The thin metal grooves in escalator stairs might make the entire structure look extra dangerous, but they’re actually there for your safety.

As George R. Strakosch writes in The Vertical Transportation Handbook, the steps are cleated “so that people who ride with their toes against the riser will not have their soft shoe soles drawn between the steps as the steps straighten out.”

In other words, the grooves allow ascending steps to merge into a flat surface at the top of the escalator with minimal space between them. That way, the edge of a flip-flop or a runaway plastic bag won’t get sucked into the structure. According to Reader’s Digest, the (often yellow) strips of hardware with comb-like metal teeth that run along the top and bottom edges of escalators are there for the same reason. As the stairs disappear back into the depths of the escalator, these aptly named comb plates keep out anything that shouldn’t go with them.
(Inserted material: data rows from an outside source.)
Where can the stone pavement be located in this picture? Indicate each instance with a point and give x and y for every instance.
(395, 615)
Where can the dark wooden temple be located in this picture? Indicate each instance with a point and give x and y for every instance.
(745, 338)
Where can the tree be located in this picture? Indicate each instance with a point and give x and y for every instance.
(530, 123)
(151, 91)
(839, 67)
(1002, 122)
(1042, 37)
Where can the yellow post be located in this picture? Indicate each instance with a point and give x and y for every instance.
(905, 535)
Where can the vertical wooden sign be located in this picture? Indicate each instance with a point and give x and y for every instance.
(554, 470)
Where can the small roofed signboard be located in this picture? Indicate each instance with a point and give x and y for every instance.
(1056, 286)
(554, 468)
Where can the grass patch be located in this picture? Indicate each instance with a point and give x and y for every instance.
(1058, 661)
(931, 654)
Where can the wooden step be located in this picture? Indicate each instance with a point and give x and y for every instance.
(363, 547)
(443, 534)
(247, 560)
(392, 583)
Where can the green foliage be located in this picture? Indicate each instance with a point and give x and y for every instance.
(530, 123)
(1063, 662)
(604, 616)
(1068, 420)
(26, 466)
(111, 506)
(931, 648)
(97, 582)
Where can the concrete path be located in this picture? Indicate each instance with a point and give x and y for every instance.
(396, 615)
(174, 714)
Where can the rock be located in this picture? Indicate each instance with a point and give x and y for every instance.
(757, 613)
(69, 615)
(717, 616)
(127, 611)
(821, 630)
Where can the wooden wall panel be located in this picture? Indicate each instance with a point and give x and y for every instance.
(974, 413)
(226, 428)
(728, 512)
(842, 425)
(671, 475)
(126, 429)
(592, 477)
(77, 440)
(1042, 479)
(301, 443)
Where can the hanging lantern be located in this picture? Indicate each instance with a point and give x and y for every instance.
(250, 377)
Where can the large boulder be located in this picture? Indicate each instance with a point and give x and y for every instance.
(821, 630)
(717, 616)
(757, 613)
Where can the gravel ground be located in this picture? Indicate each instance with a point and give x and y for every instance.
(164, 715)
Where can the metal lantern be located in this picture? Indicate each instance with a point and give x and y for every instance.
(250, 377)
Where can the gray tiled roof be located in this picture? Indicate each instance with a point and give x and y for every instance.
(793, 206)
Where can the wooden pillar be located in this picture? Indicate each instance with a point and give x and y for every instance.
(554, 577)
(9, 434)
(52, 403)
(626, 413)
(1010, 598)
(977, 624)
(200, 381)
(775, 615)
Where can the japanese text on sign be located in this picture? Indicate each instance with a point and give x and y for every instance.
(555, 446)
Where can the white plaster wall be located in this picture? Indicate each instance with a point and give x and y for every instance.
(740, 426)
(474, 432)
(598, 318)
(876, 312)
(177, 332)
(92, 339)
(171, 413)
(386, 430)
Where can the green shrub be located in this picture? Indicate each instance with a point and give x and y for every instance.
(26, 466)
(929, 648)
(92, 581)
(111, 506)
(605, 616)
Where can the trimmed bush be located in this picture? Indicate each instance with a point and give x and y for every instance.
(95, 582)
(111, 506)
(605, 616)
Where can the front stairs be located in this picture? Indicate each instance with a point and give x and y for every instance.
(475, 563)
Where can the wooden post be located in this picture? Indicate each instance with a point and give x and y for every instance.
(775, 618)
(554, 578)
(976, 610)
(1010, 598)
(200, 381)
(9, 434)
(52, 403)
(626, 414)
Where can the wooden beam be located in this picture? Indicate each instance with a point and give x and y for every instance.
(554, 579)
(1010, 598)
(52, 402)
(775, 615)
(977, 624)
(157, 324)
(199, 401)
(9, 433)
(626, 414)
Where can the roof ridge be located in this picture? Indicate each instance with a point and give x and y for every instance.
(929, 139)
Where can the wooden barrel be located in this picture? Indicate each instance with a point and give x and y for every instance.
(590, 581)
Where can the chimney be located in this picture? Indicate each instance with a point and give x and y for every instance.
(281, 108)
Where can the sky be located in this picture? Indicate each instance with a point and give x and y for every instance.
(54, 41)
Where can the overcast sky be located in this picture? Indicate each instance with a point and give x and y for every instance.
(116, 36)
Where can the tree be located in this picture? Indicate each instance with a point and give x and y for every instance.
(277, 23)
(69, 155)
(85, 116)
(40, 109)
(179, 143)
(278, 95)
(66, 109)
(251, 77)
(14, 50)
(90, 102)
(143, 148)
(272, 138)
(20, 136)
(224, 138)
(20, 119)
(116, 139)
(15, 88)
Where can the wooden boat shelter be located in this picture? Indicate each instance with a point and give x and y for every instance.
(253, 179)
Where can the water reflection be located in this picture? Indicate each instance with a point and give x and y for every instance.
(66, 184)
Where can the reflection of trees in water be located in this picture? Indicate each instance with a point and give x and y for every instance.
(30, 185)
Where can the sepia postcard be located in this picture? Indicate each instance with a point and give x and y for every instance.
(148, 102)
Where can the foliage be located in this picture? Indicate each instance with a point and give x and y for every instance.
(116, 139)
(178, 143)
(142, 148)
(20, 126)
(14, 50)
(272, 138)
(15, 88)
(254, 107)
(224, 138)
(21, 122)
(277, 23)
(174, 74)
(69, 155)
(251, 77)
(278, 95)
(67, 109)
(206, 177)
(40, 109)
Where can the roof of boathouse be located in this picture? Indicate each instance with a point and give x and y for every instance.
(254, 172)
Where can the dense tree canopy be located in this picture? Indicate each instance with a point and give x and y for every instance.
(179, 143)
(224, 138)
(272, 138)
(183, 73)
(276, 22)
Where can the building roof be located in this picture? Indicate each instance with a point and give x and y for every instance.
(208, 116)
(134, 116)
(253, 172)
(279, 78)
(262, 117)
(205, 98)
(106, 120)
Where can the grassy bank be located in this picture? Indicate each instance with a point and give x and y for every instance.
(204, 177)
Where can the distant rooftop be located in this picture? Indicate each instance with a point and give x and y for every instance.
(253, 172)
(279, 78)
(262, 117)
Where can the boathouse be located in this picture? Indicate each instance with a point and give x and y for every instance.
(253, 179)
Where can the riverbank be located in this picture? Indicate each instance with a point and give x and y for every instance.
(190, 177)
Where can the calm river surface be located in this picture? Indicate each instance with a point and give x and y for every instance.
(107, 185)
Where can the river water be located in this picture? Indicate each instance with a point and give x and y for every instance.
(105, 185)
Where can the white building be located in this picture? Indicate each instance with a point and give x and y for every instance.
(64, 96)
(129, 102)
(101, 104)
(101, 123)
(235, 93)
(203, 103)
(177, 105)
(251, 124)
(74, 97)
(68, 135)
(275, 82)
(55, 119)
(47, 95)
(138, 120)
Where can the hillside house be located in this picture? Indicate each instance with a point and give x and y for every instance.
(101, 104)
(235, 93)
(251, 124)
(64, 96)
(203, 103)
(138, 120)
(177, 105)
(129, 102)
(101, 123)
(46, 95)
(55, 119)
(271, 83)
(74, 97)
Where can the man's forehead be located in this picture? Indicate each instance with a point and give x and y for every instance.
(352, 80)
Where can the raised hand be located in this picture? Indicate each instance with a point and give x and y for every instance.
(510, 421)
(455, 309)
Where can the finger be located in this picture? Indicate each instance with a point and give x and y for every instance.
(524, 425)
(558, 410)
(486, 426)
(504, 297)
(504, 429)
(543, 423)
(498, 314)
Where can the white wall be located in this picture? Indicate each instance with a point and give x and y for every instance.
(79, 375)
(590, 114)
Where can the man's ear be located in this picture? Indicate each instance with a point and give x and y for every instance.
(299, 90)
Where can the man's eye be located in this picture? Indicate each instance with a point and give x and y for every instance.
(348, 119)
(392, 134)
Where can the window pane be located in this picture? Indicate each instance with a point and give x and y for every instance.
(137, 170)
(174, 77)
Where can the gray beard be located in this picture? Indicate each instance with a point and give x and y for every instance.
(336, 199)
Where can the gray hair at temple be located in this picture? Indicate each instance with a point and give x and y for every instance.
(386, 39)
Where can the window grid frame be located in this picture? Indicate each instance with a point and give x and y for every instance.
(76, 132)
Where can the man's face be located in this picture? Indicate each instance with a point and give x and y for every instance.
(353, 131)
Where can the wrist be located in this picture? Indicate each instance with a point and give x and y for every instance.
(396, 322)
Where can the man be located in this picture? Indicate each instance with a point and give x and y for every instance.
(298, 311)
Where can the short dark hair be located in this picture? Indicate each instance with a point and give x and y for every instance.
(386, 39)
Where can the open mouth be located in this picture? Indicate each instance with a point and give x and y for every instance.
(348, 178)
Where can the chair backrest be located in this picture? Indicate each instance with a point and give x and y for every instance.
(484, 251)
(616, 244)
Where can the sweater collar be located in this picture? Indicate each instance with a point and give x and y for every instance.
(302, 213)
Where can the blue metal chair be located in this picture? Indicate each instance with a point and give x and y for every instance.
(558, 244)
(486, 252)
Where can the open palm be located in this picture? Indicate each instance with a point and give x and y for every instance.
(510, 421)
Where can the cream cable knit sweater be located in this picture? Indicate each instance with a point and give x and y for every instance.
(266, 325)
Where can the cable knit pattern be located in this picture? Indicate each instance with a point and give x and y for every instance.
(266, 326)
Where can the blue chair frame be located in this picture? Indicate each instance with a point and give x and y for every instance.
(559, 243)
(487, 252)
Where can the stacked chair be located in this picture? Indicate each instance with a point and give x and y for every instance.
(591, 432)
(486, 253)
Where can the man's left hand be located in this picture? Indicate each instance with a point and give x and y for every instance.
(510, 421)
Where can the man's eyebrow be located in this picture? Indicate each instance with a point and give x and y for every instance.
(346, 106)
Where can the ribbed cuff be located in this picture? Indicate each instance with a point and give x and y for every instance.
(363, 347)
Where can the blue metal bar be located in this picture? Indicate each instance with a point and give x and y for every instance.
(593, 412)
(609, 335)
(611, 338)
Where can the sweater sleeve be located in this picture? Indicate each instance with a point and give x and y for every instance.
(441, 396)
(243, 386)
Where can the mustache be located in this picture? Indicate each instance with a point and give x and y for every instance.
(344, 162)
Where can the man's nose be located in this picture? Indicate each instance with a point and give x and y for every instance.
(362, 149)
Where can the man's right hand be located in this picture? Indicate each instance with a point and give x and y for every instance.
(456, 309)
Since escalator technology isn’t quite advanced enough to have comb plates toss that trash into the nearest garbage can, it’s still up to us to dispose of any litter a comb plate has pushed aside. But the most important part is that it’s been barred from entering the underbelly of the machine, where it could cause the escalator to break down.

The grooves also prevent liquids from pooling on the surface of the stairs, making escalators puddle-free—and possibly even safer than a regular set of stairs, at least on a rainy day.